Published online Dec 9, 2014. doi: 10.5497/wjp.v3.i4.120
Revised: September 1, 2014
Accepted: September 23, 2014
Published online: December 9, 2014
Prostate cancer is a major public health concern worldwide, being one of the most prevalent cancers in men. Great improvements have been made both in terms of early diagnosis and therapeutics. However, there is still an urgent need for reliable biomarkers that could overcome the lack of cancer-specificity of prostate-specific antigen, as well as alternative therapeutic targets for advanced metastatic cases. Reversible phosphorylation of proteins is a post-translational modification critical to the regulation of numerous cellular processes. Phosphoprotein phosphatase 1 (PPP1) is a major serine/threonine phosphatase, whose specificity is determined by its interacting proteins. These interactors can be PPP1 substrates, regulators, or even both. Deregulation of this protein-protein interaction network alters cell dynamics and underlies the development of several cancer hallmarks. Therefore, the identification of PPP1 interactome in specific cellular context is of crucial importance. The knowledge on PPP1 complexes in prostate cancer remains scarce, with only 4 holoenzymes characterized in human prostate cancer models. However, an increasing number of PPP1 interactors have been identified as expressed in human prostate tissue, including the tumor suppressors TP53 and RB1. Efforts should be made in order to identify the role of such proteins in prostate carcinogenesis, since only 26 have yet well-recognized roles. Here, we revise literature and human protein databases to provide an in-depth knowledge on the biological significance of PPP1 complexes in human prostate carcinogenesis and their potential use as therapeutic targets for the development of new therapies for prostate cancer.

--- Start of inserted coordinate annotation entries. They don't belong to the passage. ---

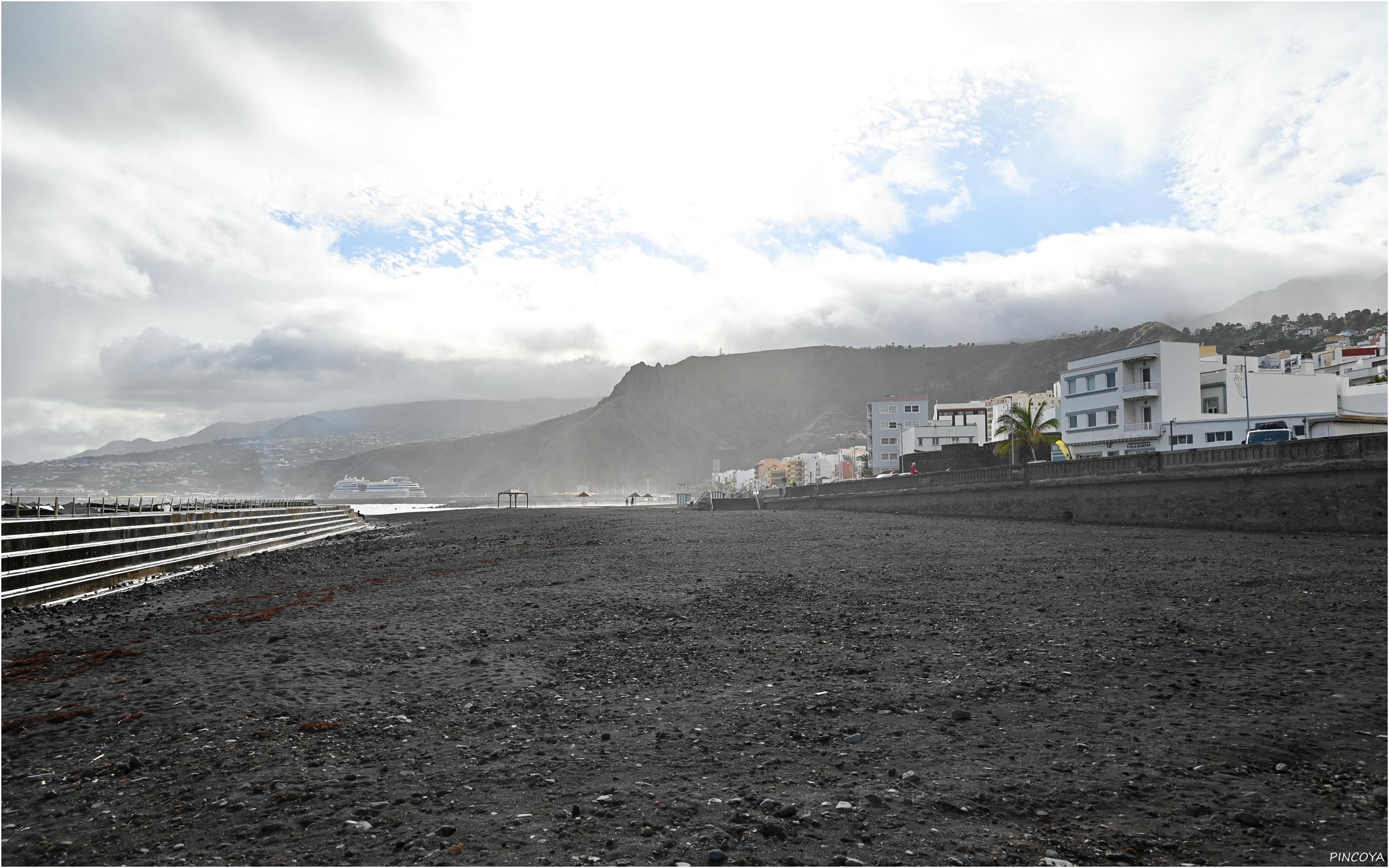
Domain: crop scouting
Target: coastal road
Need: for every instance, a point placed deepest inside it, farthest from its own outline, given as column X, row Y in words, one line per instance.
column 652, row 687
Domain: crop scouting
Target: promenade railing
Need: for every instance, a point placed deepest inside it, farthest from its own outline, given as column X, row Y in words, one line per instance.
column 67, row 506
column 1352, row 448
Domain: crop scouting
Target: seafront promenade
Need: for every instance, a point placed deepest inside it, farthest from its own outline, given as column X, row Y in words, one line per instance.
column 652, row 687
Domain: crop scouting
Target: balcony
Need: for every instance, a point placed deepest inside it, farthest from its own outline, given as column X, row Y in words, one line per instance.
column 1139, row 391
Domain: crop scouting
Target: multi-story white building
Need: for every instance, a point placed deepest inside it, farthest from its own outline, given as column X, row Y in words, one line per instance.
column 1041, row 402
column 888, row 418
column 1167, row 396
column 969, row 413
column 735, row 481
column 816, row 467
column 934, row 435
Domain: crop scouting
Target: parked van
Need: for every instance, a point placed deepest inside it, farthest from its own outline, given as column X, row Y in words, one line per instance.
column 1269, row 432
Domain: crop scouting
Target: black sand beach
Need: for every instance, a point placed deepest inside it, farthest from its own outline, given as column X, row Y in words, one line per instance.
column 649, row 687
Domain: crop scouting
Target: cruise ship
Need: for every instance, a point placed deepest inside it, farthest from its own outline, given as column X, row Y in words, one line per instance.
column 398, row 490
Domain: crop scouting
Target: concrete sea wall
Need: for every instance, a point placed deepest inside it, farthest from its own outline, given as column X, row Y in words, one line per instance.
column 1328, row 485
column 57, row 557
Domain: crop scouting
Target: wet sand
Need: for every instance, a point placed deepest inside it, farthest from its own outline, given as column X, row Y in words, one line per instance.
column 648, row 687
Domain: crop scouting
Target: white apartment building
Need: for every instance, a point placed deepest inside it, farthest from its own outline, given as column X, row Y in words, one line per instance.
column 1043, row 402
column 934, row 435
column 817, row 467
column 967, row 413
column 888, row 420
column 1167, row 396
column 735, row 481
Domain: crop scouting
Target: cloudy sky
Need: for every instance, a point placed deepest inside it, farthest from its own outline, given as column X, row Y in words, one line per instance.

Core tip: Protein kinases and phosphatases are challenging and valuable therapeutic targets for cancer. Here, we revise the relevance of phosphoprotein phosphatase 1 and its interactors for prostate carcinogenesis. Although only 4 complexes are characterized in human prostate cancer models, 81 additional interactors are expressed in human prostate tissue and, at least, 29 of which are involved in prostate carcinogenesis. This complex network has promising roles in the development of new therapies for prostate cancer. Therefore, efforts should be made in order to characterize their biological significance in prostate carcinogenesis.